Sometimes grand things come in small packages. With plans for a larger renovation down the track, the most pressing concern for this family of four was the need for a second bathroom. Drawing Room Architecture designed an ensuite bathroom in the under-utilised space at the side of the house, without limiting their options for the future reno. This micro-addition has a huge impact, in spite of its size...
"To avoid building any further into their north facing backyard (and keeping our options open for stage two renovations of the living spaces) we looked to see where else we could borrow space for a bathroom", explains the architect. The answer was found in the narrow 1.35-metre side setback, allowing the architects to create a 5.8 square metre addition housing the much-needed ensuite bathroom and built-in robes.

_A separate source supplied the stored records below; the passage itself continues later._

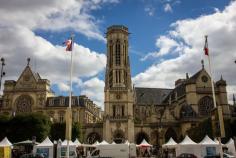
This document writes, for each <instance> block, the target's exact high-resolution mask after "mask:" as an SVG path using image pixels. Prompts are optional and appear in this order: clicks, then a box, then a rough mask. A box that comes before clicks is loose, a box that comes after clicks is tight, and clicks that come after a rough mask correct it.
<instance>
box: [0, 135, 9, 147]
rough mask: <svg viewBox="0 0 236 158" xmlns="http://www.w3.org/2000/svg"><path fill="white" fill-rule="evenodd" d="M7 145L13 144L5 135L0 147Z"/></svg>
mask: <svg viewBox="0 0 236 158" xmlns="http://www.w3.org/2000/svg"><path fill="white" fill-rule="evenodd" d="M3 146H4V147H6V146H12V143H11V142H10V141H9V140H8V139H7V137H5V138H4V139H3V140H2V141H1V142H0V147H3Z"/></svg>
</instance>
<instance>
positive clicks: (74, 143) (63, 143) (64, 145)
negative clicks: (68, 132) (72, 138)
mask: <svg viewBox="0 0 236 158" xmlns="http://www.w3.org/2000/svg"><path fill="white" fill-rule="evenodd" d="M69 145H70V146H76V144H75V143H73V142H72V141H71V140H70V141H69ZM61 146H67V140H66V139H65V140H64V141H63V142H62V144H61Z"/></svg>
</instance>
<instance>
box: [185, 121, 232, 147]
mask: <svg viewBox="0 0 236 158" xmlns="http://www.w3.org/2000/svg"><path fill="white" fill-rule="evenodd" d="M224 126H225V137H224V138H223V139H222V142H223V143H225V142H226V141H228V140H229V138H231V137H232V136H233V132H232V128H233V124H232V123H231V122H230V120H228V119H225V120H224ZM187 134H188V135H189V137H190V138H191V139H193V140H194V141H196V142H200V141H201V140H202V139H203V138H204V137H205V136H206V135H208V136H209V137H211V138H213V133H212V125H211V118H208V119H205V120H203V121H202V122H200V123H199V124H198V126H196V127H194V128H191V129H189V130H188V131H187Z"/></svg>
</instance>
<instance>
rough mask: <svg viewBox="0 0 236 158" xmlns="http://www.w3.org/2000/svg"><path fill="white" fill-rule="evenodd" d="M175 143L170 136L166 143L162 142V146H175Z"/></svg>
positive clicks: (175, 142) (172, 139)
mask: <svg viewBox="0 0 236 158" xmlns="http://www.w3.org/2000/svg"><path fill="white" fill-rule="evenodd" d="M176 145H177V143H176V142H175V141H174V139H173V138H170V139H169V140H168V142H167V143H166V144H163V145H162V147H175V146H176Z"/></svg>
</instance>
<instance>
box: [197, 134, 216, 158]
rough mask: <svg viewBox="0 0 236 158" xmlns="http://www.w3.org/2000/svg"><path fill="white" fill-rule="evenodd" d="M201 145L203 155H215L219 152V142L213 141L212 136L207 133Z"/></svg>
mask: <svg viewBox="0 0 236 158" xmlns="http://www.w3.org/2000/svg"><path fill="white" fill-rule="evenodd" d="M199 145H200V147H201V154H202V155H201V157H204V156H207V155H208V156H212V155H213V156H214V155H217V154H219V152H220V150H219V144H217V143H216V142H215V141H213V140H212V139H211V138H209V137H208V135H206V136H205V137H204V138H203V140H202V141H201V142H200V143H199Z"/></svg>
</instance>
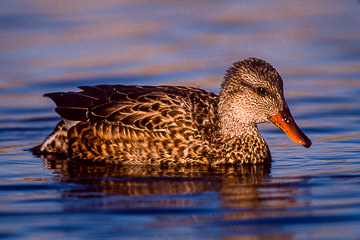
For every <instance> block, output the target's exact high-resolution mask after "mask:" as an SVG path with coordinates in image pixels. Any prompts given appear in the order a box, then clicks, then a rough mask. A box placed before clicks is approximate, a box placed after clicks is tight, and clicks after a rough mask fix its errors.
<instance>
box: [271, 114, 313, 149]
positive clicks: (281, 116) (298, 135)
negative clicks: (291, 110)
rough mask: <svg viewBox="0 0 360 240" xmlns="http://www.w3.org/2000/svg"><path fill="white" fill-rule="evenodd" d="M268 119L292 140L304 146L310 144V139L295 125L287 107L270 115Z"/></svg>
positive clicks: (308, 144) (294, 123) (298, 143)
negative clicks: (283, 131) (282, 109)
mask: <svg viewBox="0 0 360 240" xmlns="http://www.w3.org/2000/svg"><path fill="white" fill-rule="evenodd" d="M270 121H271V122H272V123H274V124H275V125H276V126H277V127H279V128H280V129H281V130H283V131H284V132H285V133H286V135H288V137H289V138H290V139H291V140H293V141H294V142H296V143H298V144H301V145H303V146H304V147H306V148H309V147H310V146H311V140H310V139H309V138H308V137H307V136H306V135H305V134H304V133H303V132H302V131H301V129H300V128H299V127H298V126H297V125H296V122H295V121H294V119H293V117H292V116H291V113H290V111H289V109H288V108H285V109H284V110H283V111H281V112H279V113H278V114H277V115H275V116H272V117H271V118H270Z"/></svg>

The bathroom borrows some space from the existing bedroom, to ensure it's not too narrow. This allowed the architect to build in wall lights and a shelf over the bed to minimise the need for additional bedroom furniture. A nook created by the space between the existing exterior walls and the new internal bathroom wall has been given open timber shelving, the perfect location for books and other decorative items to be displayed.
A skylight expands the full width of the bathroom, bathing (pardon the pun) the space in light and ensuring it doesn't feel small. The bedroom is also able to borrow light from the skylight, helping to also brighten the south-facing room.

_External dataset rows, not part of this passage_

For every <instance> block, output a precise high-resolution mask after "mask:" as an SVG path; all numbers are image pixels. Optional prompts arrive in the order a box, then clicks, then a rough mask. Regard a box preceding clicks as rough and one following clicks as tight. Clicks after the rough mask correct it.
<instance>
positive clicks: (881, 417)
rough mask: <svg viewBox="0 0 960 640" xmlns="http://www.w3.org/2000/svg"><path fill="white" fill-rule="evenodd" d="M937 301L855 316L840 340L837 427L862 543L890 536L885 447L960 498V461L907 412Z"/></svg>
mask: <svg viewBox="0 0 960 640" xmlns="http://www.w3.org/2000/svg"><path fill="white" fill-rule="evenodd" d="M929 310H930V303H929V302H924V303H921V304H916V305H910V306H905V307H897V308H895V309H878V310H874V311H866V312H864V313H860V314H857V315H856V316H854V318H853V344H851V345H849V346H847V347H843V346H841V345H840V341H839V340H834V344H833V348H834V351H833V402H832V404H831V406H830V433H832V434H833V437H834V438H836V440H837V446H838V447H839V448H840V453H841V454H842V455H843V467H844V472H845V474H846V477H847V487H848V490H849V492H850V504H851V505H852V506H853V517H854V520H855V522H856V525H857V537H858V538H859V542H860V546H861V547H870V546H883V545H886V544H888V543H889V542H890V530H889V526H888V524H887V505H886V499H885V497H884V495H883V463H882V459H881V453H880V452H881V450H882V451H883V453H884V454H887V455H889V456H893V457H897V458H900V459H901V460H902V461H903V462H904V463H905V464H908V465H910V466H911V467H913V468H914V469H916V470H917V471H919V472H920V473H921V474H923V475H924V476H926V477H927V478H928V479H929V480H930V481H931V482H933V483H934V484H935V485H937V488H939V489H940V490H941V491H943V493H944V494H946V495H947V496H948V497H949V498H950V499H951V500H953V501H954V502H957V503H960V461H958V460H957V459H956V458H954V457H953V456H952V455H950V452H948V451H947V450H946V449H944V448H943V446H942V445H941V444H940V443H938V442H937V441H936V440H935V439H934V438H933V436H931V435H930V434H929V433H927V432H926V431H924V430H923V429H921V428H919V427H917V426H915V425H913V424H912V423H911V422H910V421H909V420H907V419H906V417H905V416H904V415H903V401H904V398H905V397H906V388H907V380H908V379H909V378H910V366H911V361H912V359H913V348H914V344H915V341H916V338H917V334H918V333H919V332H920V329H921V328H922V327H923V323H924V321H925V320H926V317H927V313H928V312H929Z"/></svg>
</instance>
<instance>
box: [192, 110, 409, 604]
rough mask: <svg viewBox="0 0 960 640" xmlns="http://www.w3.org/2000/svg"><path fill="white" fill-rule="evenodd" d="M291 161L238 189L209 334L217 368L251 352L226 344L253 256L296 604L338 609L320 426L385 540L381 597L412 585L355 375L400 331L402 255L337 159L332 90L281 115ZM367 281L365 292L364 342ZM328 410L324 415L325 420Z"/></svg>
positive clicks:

Nib walls give the basin, toilet and shower their own private space, allowing the bathroom to be used by several people at once, without sacrificing privacy. This was an important consideration for the owners and their young children to maximise the bathroom's functionality.

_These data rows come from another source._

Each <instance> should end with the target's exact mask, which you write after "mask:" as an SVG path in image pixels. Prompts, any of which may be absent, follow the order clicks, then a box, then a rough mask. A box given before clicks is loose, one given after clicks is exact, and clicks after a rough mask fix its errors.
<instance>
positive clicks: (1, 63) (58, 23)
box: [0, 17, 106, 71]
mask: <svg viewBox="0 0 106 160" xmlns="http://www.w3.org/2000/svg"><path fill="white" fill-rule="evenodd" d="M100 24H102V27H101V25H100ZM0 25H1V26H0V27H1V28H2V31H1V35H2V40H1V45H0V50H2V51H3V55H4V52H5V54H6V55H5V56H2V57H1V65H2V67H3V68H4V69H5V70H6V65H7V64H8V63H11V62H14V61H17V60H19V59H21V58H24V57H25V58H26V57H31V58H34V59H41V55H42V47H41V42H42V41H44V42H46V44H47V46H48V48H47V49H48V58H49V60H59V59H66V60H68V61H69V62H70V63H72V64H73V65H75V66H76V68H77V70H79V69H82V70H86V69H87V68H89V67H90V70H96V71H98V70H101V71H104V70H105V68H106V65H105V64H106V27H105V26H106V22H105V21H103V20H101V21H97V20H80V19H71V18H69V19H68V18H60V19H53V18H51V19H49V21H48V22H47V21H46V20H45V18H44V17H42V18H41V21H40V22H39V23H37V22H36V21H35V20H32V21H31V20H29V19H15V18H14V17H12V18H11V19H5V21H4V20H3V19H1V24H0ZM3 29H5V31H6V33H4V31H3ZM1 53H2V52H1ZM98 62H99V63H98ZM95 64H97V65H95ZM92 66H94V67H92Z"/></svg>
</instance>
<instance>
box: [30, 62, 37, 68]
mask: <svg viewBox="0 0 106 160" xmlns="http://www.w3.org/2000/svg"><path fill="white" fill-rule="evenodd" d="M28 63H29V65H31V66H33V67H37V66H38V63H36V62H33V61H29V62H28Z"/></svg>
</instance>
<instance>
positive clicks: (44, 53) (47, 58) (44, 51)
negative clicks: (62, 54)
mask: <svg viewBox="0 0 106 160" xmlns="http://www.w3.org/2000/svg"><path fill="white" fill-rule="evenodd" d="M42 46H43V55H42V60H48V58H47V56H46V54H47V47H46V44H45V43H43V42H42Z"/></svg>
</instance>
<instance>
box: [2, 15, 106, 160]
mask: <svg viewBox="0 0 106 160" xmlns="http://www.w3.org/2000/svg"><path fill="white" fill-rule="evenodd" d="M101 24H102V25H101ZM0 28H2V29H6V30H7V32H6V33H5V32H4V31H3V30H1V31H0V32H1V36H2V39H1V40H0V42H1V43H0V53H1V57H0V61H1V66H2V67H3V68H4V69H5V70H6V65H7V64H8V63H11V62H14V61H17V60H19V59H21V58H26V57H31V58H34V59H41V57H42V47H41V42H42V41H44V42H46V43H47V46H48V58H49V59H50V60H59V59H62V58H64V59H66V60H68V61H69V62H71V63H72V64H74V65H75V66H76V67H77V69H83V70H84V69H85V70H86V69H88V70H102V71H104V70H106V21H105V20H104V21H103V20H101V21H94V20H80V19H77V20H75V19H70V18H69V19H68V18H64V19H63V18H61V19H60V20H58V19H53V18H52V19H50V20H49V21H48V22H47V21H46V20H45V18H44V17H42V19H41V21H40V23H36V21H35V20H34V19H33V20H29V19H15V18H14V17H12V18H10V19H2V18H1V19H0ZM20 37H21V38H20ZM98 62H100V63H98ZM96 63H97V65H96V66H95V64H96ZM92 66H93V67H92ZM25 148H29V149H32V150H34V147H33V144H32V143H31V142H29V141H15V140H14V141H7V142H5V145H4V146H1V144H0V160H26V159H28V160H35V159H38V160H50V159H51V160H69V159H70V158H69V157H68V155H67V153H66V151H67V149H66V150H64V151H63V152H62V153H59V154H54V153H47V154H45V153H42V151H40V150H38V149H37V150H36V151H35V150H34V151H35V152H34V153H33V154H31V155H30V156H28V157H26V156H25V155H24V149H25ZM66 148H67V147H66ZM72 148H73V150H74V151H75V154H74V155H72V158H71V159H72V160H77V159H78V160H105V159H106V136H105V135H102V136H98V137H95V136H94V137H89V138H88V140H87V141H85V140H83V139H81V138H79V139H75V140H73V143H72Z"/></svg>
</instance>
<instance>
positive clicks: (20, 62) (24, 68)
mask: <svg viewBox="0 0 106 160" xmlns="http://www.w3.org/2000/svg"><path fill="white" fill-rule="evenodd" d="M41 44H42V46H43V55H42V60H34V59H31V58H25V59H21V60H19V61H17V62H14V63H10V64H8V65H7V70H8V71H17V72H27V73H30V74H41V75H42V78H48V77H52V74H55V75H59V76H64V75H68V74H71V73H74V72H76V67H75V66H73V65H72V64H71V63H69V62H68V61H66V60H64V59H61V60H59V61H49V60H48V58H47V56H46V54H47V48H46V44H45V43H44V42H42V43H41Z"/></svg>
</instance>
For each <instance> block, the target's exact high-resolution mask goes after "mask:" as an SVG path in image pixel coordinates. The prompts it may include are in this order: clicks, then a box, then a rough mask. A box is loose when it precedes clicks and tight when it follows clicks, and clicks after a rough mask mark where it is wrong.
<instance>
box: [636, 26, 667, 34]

Robust materials and a palette of calming blue and natural timber creates a hard-wearing, yet serene bathroom. Solid timber shelving and vanity top combine with blue terazzo floor tiles and ceramic wall tiles to create a unique datum connecting all the spaces. "It's almost as if you are standing in a pool of water", explains the architect.
To minimise the need for bedroom furniture, wall lights and a shelf over the bed are built in. A gap left over between the original bedroom exterior wall and the new en-suite wall provides a nook for open timber shelving - a perfect location for decorative items.
The addition is subtle from the front. Setback from the existing front facade and painted black, it recedes into the shadows. Vertical hardwood battens conceal a window to provide light, views of the garden and natural ventilation to the bathroom, without sacrificing its privacy.
A new piece of built-in furniture in the hallway is another addition which improves the home without much fuss. "We noticed that the extra-wide hallway lacked places to put the detritus of everyday life with small children", says the architect. "We suggested a custom hallway cabinet that could accommodate coats, hats, shoes, bags, keys, letters and provide a mirror for last-minute adjustments before leaving the house." An arched mirror inspired by the arches of the hallway and front door help to weave this new furniture piece into the existing fabric of the home, while the same timber and blue hints at the new bathroom concealed behind closed doors.
Demonstrating how much can be achieved with minimal space, this micro addition achieves hefty results from a pint-sized package.